1. That exponential functions are those of the form 
f(x) = a^x  where a > 0 (but not 1), that  the constant a 
is called the base   of the exponential function, that 
the domain of any exponential function is the whole 
line, the range is the set of positive reals.

2.  The meaning of, say, 2^3.564  or 2^sqrt(3) in terms of 
your previous knowledge of the meaning of 2^x when
x is a an ordinary fraction. 

3. What the graphs of exponential functions look like:
that such functions are increasing when a > 1 and 
decreasing when a < 1.  how the graphs of say,  3^x 
and 4^x  are related to each other, how the graph of 
a^x  is related to that of (1/a)^x , that exponential functions
are 1-1 and thus have inverses. 

4. The difference between, say,  2^x   and x^2 !!

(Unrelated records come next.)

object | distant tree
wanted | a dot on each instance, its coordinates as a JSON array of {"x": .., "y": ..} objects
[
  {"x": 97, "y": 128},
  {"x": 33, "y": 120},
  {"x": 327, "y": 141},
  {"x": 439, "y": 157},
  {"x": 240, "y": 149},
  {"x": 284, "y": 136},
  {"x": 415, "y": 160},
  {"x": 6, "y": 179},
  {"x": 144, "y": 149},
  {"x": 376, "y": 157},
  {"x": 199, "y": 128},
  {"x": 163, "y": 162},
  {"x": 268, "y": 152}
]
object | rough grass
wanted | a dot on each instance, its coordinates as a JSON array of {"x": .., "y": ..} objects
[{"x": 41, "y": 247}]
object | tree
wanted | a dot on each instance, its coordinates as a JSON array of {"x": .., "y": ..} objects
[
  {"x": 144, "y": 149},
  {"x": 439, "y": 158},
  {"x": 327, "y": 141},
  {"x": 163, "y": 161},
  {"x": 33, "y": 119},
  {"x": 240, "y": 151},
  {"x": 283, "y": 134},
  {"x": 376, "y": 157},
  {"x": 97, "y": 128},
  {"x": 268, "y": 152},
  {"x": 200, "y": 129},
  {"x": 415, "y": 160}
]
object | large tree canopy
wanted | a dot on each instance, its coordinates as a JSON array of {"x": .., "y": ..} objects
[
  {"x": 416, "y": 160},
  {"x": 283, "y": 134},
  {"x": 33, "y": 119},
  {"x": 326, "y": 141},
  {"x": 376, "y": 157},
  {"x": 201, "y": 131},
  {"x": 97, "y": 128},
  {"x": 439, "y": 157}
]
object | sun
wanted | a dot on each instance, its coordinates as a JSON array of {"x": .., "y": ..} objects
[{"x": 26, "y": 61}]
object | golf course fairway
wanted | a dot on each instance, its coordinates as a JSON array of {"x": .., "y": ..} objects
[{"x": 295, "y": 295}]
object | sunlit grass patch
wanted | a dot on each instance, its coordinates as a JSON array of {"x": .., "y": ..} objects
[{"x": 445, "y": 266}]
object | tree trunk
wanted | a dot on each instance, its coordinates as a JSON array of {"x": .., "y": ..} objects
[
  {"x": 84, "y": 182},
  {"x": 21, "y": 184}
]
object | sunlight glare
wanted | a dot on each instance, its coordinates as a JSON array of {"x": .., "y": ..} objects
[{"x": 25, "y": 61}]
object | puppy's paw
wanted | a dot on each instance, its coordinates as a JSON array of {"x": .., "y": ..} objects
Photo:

5. That there is a special number, called e, which is 
approximately  2.718....  that has especially useful 
properties when used as the base of an exponential
function. 

6.  What compound interest is, what continuously
compounded interest is, and how an 
exponential function with base e can be used to 
give a formula to compute this interest.

You should be ABLE TO

 1. Evaluate, by hand in simple cases, and using 
your calculator in others, exponential function values.

2. Sketch graphs of exponential functions and those 
obtained from them by stretching and translating.

3. Solve simple equations involving exponential 
functions. 

4. Solve a variety of problems about exponential
growth and decay, including compound interest, 
population growth, radioactive decay. (This 
will be a continuing thread through the next few 
topics.)